Because I was seven and stubborn, and didn’t yet understand the cost of true stories.
Those of you who are more than casually familiar with books—those of you who spend your free afternoons in dusty bookshops, who offer furtive, kindly strokes along the spine of familiar titles—understand that page-riffling is an essential element in the process of introducing oneself to a new book.
It was one of those things you want so much it burns, so you keep it deep in the center of yourself like a banked coal.
She knew the land in the way a child knows the land, with an intimacy and fantasy few adults have ever managed.
You see, doors are many things: fissures and cracks, ways between, mysteries and borders. But more than anything else, doors are change.
There’s only one way to run away from your own story, and that’s to sneak into someone else’s.
There is, of course, no such thing as a fallen woman, unless we are speaking of a woman who recently tripped on the stairs.
Doors are revolutions and upheavals, uncertainties and mysteries, axis points around which entire worlds can be turned.
You don’t really know how fragile and fleeting your own voice is until you watch a rich man take it away as easily as signing a bank loan.
The Door opens just for her.
No one really remembers their own origins. Most of us possess a kind of hazy mythology about our early childhood, a set of stories told and retold by our parents, interwoven with our blurred baby memories.
“I will not be your leash, my love.”
How fitting, that the most terrifying time in my life should require me to do what I do best: escape into a book.
He looked directly at me as he finished, with a kind of raised-chin boldness that said: I am not a coward.
Worlds were never meant to be prisons, locked and suffocating and safe. Worlds were supposed to be great ramblings houses with all the windows thrown open and the wind and summer rain rushing through them, with magic passages in their closets and secret treasure chests in their attics.
Dance through this eternal green orchard, where ten thousand worlds hang ripe and red for the plucking; wander with me between the trees, tending them, clearing away the weeds, letting in the air.

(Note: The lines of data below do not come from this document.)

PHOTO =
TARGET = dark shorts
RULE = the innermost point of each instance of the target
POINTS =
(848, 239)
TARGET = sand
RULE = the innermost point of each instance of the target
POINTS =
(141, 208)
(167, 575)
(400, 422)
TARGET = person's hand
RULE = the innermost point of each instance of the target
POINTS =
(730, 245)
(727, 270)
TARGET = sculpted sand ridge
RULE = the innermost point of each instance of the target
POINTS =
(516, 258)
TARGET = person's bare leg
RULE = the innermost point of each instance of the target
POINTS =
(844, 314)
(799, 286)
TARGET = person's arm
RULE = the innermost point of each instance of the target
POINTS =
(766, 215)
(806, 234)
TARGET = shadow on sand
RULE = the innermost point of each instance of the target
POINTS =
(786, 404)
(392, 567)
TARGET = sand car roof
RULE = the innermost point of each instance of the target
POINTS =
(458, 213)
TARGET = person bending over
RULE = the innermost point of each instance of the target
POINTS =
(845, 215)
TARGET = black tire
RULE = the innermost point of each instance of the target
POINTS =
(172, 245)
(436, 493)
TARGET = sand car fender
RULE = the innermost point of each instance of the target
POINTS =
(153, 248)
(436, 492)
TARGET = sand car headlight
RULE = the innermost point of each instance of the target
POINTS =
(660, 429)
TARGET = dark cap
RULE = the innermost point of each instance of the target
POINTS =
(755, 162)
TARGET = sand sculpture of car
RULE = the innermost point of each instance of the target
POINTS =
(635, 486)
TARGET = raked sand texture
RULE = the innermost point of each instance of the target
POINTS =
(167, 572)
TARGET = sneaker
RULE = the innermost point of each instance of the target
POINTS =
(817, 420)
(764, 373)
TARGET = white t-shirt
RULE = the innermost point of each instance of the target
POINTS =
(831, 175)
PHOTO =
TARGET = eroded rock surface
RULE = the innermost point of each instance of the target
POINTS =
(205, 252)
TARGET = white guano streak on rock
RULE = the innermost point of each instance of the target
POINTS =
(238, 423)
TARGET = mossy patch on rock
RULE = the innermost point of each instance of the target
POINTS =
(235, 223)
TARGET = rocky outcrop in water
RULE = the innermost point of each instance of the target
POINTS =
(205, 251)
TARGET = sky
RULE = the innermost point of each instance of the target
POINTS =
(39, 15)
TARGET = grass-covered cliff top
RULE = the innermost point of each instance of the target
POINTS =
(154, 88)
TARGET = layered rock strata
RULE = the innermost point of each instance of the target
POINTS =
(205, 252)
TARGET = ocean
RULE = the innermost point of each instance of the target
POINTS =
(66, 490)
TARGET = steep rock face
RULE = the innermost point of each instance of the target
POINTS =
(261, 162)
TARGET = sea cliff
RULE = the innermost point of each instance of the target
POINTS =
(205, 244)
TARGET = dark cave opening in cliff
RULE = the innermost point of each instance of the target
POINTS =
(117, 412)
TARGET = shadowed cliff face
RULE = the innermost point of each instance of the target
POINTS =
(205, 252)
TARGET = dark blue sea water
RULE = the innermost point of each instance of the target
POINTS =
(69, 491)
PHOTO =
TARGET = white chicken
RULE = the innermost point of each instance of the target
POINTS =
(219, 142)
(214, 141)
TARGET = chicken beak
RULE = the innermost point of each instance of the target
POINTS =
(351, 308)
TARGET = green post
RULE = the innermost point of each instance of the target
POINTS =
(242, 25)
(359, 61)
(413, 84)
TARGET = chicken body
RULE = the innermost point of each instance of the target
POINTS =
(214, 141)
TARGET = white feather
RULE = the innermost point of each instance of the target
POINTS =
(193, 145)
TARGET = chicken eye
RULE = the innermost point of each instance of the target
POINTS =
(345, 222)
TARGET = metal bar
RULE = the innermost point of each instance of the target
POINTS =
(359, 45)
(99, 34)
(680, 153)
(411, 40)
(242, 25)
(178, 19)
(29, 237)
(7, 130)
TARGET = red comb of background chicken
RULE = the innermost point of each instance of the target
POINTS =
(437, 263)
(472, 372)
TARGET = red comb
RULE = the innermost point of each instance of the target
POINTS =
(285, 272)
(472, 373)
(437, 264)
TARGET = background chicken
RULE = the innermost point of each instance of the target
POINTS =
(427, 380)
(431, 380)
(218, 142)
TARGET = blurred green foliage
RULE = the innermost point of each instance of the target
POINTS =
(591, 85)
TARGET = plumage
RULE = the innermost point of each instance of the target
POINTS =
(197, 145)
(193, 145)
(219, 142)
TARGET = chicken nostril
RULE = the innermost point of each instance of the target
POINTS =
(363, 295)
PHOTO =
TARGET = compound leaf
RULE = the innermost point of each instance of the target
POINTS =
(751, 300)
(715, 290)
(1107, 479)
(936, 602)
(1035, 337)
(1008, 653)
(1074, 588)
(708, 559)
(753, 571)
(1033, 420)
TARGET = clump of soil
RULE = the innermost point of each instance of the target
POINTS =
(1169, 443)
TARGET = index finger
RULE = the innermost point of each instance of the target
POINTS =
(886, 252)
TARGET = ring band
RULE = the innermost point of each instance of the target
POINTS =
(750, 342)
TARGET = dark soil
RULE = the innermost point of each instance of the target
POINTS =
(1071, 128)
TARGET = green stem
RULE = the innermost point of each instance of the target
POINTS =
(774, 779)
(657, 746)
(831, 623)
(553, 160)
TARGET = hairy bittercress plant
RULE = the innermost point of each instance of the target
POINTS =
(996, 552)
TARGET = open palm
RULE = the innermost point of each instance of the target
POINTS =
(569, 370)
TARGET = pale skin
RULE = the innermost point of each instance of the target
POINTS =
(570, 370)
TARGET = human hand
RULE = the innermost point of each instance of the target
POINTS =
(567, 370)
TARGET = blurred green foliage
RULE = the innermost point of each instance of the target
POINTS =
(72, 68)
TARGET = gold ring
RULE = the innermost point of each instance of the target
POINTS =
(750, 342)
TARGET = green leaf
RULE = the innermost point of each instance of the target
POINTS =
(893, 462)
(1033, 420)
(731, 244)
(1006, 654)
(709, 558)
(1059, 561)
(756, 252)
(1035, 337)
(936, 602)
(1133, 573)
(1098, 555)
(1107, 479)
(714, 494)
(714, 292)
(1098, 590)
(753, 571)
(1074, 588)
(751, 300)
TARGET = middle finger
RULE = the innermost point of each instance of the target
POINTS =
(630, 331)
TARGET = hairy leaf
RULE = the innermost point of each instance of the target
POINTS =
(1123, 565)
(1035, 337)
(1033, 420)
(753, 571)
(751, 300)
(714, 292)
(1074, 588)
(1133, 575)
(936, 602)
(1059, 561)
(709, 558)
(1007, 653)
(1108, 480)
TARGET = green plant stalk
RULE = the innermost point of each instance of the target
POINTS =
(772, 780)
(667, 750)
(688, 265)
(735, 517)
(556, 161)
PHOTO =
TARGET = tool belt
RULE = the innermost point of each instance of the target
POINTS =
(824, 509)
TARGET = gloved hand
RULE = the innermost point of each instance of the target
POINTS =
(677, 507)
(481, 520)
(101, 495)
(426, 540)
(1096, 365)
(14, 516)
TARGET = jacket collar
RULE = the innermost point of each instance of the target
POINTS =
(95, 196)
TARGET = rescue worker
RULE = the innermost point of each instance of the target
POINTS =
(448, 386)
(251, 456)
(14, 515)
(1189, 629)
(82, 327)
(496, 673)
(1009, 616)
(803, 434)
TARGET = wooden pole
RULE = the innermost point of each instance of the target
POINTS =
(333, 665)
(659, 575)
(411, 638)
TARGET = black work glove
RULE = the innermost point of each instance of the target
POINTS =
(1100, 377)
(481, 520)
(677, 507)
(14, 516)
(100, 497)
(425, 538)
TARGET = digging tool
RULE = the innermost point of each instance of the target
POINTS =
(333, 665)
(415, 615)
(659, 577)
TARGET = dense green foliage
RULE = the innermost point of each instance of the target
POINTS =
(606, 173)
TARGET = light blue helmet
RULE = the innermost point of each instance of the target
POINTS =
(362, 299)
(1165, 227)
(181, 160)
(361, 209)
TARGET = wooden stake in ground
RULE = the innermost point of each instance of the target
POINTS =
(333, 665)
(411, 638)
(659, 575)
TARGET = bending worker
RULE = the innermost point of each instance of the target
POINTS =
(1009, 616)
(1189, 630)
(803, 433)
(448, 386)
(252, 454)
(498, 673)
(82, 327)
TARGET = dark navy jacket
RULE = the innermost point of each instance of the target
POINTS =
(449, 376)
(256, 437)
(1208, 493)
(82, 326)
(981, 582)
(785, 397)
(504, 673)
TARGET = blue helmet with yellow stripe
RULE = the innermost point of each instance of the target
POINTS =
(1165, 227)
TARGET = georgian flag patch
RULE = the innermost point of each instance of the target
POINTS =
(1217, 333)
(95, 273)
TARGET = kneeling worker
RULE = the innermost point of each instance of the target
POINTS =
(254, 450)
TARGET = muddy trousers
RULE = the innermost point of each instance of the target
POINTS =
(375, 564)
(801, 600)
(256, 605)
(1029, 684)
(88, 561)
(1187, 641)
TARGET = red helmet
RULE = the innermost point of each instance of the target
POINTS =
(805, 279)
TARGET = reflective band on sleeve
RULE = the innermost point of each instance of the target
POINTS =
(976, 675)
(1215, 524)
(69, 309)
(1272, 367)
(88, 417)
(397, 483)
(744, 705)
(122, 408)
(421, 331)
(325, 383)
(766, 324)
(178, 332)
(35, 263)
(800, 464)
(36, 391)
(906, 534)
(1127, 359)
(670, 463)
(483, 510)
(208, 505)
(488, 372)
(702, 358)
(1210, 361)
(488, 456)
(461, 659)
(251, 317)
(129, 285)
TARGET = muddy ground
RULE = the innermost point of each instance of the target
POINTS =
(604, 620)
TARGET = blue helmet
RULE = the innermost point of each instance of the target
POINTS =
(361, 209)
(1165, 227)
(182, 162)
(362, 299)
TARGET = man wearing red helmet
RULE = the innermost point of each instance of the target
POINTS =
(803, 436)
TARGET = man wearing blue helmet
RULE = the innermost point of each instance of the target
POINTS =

“Hello, Samuel,” she says, and her voice is like a knock at that closed door.
An Open Door
The problem is this whole book is quotable. It was an effort in self-restraint, and I tried to avoid quotes that contain major spoilers. Hopefully, I’ve managed to compile a magical list that does the book justice. If you’ve read the book, I hope this list is a sweet blanket of warm reunion. If you haven’t, perhaps this list acts as an enticement—an open door, if you will—for you to enter.